There is also clear room for growth elsewhere.

Everton were the only Premier League side without a leg sponsor last season. Despite the interest, no party has yet reached their rating for this patch of their kit. The chances of them moving on their price are minimal, for fear of potentially devaluing other trading assets.

This is one of many strands that will be explored as they seek to fill the gaps left by the loss of USM funds.

The internal focus has been to lay the foundations for growth ahead of the move to the new stadium in 2024.

Over the past 18 months, a new structure has been introduced to Everton’s UK-based commercial team, with a tiered strategy setting out plans for growth over a five-year period.

Informed by industry experts, the strategy will be implemented by dedicated staff across multiple continents. Everton now have bases not only on Merseyside, but also in North and South America.

They have also followed other North West England sides Manchester City, Manchester United and Liverpool in having a commercial presence based in London, which is solely focused on securing partnerships. Everton’s London office staff have been instructed to draw on their experience working with/at other clubs including Paris Saint-Germain and Manchester United, as well as other sports such as the NFL and Formula 1.

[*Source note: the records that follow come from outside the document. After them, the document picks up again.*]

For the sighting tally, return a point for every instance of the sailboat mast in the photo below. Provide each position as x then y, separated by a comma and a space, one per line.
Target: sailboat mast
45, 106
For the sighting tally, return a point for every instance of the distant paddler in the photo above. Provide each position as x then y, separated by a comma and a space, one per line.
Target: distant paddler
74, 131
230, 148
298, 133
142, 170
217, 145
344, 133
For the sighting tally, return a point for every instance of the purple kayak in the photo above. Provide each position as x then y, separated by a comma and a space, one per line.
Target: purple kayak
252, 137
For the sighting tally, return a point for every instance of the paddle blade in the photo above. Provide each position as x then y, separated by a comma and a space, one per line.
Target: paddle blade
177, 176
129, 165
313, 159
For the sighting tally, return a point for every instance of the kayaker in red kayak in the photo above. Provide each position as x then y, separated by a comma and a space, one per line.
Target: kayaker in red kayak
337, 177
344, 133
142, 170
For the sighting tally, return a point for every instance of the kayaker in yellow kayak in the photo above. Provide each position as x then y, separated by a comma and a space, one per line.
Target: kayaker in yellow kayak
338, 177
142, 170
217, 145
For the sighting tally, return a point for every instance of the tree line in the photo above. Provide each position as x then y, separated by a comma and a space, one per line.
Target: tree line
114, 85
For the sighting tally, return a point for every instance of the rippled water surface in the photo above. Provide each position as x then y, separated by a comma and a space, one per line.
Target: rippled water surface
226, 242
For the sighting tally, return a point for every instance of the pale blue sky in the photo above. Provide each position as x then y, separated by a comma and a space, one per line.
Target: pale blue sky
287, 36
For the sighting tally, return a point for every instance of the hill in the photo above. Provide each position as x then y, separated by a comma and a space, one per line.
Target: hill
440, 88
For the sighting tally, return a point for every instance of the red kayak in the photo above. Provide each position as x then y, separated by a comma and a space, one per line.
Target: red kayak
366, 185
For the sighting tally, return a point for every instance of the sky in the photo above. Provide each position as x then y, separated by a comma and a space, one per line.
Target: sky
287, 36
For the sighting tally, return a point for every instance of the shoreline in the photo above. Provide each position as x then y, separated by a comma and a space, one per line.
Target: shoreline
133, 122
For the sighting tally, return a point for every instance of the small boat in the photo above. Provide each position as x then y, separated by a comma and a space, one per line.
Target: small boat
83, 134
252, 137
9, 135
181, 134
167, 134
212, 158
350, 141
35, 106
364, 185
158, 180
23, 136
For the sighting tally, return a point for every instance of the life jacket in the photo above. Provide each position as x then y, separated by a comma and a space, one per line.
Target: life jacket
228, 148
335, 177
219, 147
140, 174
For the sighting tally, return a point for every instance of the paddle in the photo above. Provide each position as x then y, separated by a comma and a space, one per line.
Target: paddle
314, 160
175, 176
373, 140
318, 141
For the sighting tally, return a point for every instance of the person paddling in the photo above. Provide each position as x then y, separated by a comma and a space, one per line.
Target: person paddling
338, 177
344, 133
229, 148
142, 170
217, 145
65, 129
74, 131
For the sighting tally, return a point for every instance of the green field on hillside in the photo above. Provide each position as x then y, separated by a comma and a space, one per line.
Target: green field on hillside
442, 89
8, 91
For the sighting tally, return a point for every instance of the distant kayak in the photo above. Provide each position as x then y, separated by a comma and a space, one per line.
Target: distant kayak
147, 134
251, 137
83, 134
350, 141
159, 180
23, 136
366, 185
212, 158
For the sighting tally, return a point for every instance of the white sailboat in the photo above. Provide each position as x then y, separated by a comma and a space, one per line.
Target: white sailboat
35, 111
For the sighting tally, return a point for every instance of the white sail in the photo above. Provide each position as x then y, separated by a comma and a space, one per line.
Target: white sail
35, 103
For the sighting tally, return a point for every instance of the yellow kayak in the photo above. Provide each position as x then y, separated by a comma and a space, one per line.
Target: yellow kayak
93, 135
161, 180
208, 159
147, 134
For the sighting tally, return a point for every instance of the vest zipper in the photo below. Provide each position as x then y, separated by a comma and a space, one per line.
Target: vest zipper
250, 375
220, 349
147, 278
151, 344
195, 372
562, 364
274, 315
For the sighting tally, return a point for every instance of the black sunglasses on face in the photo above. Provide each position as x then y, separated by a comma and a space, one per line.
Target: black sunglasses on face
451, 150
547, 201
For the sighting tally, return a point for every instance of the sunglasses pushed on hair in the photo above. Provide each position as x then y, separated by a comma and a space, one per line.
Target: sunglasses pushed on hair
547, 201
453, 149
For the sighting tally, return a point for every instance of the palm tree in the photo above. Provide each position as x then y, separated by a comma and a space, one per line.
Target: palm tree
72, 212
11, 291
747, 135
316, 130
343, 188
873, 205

In the United States, Everton works closely with Miami-based Pulse Sports and Entertainment, led by Jurgen Mainka, a former CONCACAF commercial director who also worked with new MLS side Inter Miami.

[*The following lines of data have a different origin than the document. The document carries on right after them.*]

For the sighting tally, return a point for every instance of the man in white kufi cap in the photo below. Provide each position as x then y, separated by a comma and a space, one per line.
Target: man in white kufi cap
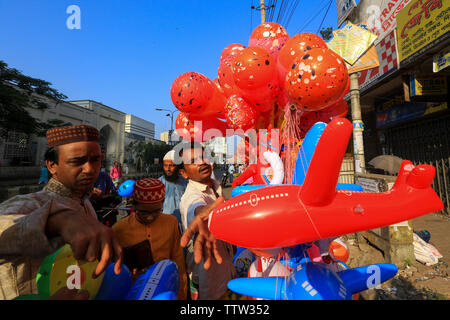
175, 186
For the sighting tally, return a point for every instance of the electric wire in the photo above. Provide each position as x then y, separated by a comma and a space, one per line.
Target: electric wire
331, 1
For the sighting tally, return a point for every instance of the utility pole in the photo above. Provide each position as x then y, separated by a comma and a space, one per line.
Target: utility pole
358, 126
263, 12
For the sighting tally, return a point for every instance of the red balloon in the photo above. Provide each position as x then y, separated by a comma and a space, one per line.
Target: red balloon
262, 219
230, 51
297, 46
317, 79
253, 68
199, 130
240, 115
270, 36
217, 83
226, 81
264, 98
195, 94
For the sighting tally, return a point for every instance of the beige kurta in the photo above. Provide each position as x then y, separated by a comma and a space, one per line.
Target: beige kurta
212, 282
164, 239
23, 242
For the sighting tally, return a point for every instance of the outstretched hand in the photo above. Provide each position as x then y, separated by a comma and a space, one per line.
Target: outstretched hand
205, 245
90, 240
70, 294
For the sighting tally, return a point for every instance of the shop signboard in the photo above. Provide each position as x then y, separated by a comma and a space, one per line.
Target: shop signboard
428, 85
380, 15
441, 60
387, 57
421, 25
343, 9
406, 111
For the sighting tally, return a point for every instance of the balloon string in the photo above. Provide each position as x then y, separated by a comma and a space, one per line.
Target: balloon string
310, 219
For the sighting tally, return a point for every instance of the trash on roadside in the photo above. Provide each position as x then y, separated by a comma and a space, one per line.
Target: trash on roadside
424, 235
425, 252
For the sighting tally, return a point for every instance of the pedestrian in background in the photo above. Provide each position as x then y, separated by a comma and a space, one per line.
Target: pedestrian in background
116, 174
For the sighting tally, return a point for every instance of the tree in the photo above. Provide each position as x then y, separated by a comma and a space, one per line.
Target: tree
327, 33
16, 94
153, 150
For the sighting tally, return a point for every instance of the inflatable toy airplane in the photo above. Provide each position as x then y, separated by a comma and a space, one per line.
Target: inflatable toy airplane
287, 215
314, 281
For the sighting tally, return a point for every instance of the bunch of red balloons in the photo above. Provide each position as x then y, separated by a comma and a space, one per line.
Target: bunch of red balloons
274, 72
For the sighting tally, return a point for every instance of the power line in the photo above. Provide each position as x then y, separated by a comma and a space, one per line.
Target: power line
312, 18
288, 11
251, 18
331, 1
280, 11
292, 12
273, 11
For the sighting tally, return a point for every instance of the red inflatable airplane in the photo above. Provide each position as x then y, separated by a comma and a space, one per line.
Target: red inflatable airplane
287, 215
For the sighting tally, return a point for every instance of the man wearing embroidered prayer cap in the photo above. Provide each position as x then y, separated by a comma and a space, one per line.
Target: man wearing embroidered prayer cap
175, 186
35, 225
148, 236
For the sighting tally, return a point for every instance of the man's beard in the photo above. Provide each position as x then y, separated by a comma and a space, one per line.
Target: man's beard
172, 178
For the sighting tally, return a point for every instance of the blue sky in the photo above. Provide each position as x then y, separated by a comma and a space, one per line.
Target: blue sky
128, 52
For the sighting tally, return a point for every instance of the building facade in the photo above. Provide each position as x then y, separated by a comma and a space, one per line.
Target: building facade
117, 129
404, 101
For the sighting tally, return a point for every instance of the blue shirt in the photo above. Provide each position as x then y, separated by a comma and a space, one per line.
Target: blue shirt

Everton are set to secure a tenth partner for their international affiliate program as they plan to hold soccer camps in around 20 US states this summer. Both reportedly brought in seven-figure earnings.

As part of a wider international growth plan, strategic partnerships have also been entered into with consultants across South America to increase Everton’s media presence and fan base in countries such as Brazil and Colombia. Globally, the number of Everton fan clubs has grown to over 250.

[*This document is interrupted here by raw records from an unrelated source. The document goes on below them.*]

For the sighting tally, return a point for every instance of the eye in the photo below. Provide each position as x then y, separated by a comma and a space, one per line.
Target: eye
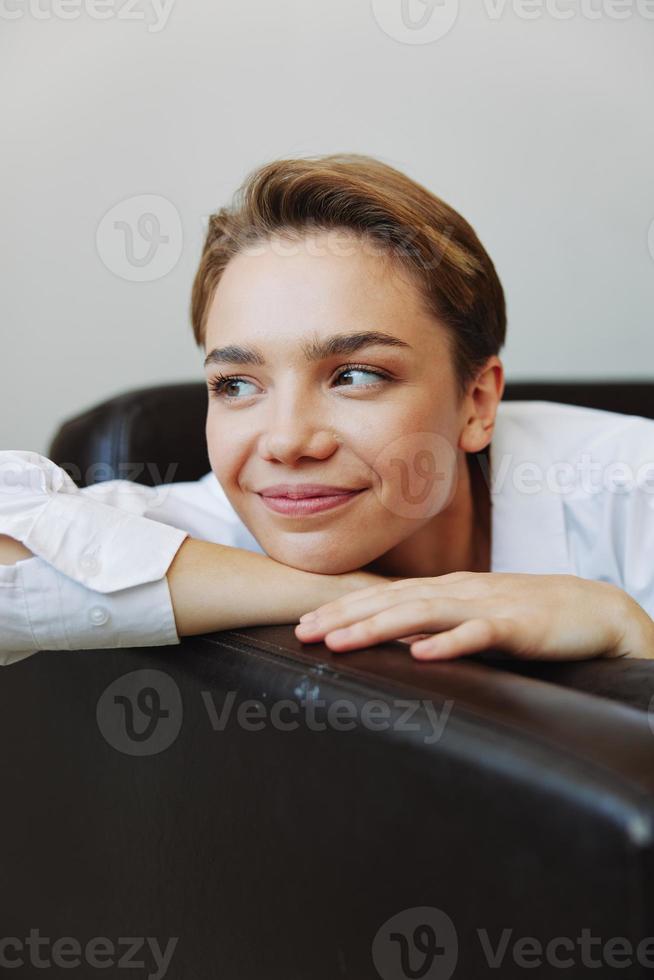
362, 369
219, 385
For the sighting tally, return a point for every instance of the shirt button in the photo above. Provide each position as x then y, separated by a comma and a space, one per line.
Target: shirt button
98, 615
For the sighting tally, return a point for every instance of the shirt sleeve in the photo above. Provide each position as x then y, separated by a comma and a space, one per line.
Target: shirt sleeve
98, 575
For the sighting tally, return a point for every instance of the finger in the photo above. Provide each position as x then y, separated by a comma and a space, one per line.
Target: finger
384, 588
413, 638
327, 620
423, 615
472, 636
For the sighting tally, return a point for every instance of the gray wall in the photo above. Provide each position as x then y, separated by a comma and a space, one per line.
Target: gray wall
533, 119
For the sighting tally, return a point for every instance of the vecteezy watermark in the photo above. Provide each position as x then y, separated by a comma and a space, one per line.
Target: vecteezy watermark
416, 21
140, 239
341, 715
423, 942
419, 942
140, 713
154, 13
98, 953
424, 21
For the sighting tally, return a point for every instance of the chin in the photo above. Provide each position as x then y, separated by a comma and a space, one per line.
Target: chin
305, 561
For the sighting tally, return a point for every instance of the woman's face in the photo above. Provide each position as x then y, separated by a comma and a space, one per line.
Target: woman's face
388, 428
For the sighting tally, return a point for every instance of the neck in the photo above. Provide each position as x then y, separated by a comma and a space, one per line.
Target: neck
456, 540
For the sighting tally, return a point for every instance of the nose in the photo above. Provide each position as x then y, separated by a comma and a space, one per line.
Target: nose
298, 429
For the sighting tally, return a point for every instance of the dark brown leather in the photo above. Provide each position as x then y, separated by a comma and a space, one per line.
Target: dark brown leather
282, 853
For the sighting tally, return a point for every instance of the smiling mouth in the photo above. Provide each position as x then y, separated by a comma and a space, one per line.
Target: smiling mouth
302, 506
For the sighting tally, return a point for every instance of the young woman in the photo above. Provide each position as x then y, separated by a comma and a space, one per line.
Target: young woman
363, 466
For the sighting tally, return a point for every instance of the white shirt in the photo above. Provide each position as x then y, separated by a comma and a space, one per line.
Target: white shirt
572, 491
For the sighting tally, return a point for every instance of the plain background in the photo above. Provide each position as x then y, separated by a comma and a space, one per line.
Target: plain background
538, 129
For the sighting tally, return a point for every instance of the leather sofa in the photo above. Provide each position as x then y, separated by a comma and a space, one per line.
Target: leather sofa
263, 809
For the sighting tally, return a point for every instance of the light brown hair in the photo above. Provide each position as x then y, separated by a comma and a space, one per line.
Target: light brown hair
376, 202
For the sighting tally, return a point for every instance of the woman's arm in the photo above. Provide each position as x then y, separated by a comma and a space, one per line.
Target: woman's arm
217, 587
12, 551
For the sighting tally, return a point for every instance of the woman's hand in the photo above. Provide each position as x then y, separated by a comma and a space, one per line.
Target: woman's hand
555, 617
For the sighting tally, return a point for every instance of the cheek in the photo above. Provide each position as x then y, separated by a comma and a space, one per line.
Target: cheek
417, 473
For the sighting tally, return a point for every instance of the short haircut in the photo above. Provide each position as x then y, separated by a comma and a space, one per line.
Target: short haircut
379, 204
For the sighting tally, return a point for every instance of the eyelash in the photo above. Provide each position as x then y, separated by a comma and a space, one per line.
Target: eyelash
217, 385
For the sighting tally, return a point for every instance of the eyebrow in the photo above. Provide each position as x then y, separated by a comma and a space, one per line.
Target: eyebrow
315, 350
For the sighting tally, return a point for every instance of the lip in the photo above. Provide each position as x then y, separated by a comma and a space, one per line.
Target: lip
298, 490
303, 506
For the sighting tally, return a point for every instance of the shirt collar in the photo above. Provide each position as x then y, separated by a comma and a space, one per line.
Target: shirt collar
528, 529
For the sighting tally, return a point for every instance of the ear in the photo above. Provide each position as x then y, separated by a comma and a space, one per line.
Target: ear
480, 406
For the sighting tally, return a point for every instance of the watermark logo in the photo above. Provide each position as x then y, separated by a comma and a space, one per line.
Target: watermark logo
418, 475
140, 239
140, 713
416, 21
416, 944
154, 13
143, 953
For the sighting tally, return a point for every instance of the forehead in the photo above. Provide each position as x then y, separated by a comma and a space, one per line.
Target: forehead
314, 285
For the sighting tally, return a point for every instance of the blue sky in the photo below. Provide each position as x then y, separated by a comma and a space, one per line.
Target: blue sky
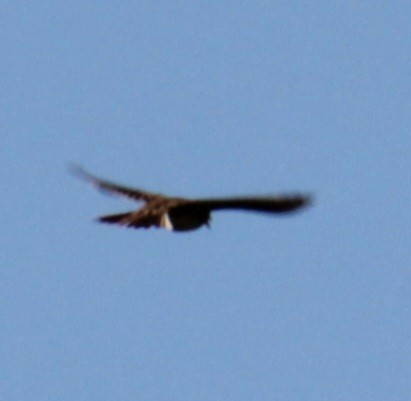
206, 99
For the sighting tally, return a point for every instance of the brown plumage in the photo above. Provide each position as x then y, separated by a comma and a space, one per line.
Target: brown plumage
182, 214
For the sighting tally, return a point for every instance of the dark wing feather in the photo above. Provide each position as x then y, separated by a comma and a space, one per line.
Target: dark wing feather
104, 185
139, 219
279, 204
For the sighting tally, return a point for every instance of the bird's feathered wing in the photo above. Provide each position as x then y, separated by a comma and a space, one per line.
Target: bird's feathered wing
108, 186
277, 204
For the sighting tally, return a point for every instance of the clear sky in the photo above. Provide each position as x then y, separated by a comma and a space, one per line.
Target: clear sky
205, 99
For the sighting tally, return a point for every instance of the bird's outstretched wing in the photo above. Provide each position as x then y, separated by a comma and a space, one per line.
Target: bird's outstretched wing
108, 186
278, 204
136, 219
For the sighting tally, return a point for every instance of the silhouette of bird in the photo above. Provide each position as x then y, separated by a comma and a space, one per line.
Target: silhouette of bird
183, 214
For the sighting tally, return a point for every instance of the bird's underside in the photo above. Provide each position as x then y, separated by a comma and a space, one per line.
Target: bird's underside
182, 214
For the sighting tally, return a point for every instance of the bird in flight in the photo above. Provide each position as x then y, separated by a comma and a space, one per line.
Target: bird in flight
183, 214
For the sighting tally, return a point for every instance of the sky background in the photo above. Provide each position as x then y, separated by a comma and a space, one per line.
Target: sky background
206, 99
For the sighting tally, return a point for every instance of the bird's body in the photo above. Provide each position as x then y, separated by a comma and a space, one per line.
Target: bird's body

Much closer to home, Everton announced their first season ticket price increase in a decade earlier this year. With annual retention rates above 98%, this increase is expected to generate up to £1.5m in additional revenue.

Despite a season of gross underperformance on the pitch, demand for match tickets continues to be high. Over the past three seasons, Everton’s season ticket waiting list has grown from zero to over 25,000.

A quarter of Goodison’s matchday capacity is now taken up by fans under the age of 22.

everton fans

Everton fans celebrate their survival in the Premier League last season (Photo: Visionhaus/Getty Images)

Yet the need to diversify and further stimulate business growth is evident here as well.

Goodison, for all its appeal, does not offer the same business opportunities as other top flight stadiums. It has far fewer corporate boxes and lacks the ability to sell premium packages as, for example, Tottenham’s new stadium does.

Nor do Everton have the same commercial punch as some of the clubs they seek to emulate. They were 18th in the last table of the Deloitte Money League, with a turnover of 218 million euros. Not only were they far behind some of the traditional Premier League top flight, but they also finished behind West Ham, Leicester and Wolves.

Even with these USM sponsorship deals, there was an acceptance in some quarters that Everton were commercially only “at par” for a club of their status and tradition. Without these funds, important questions remain.

The hope is that the Bramley-Moore Dock move could be a game-changer, as Kenyon puts it.

“The biggest benefits will be when the stadium opens but, in this period, we are already seeing a lot more interest in Everton and the partnership opportunities the new stadium presents,” Kenyon said.

Before that, the objective is to find more solid financial ground.

In all aspects of the club, especially football and business, a great summer awaits.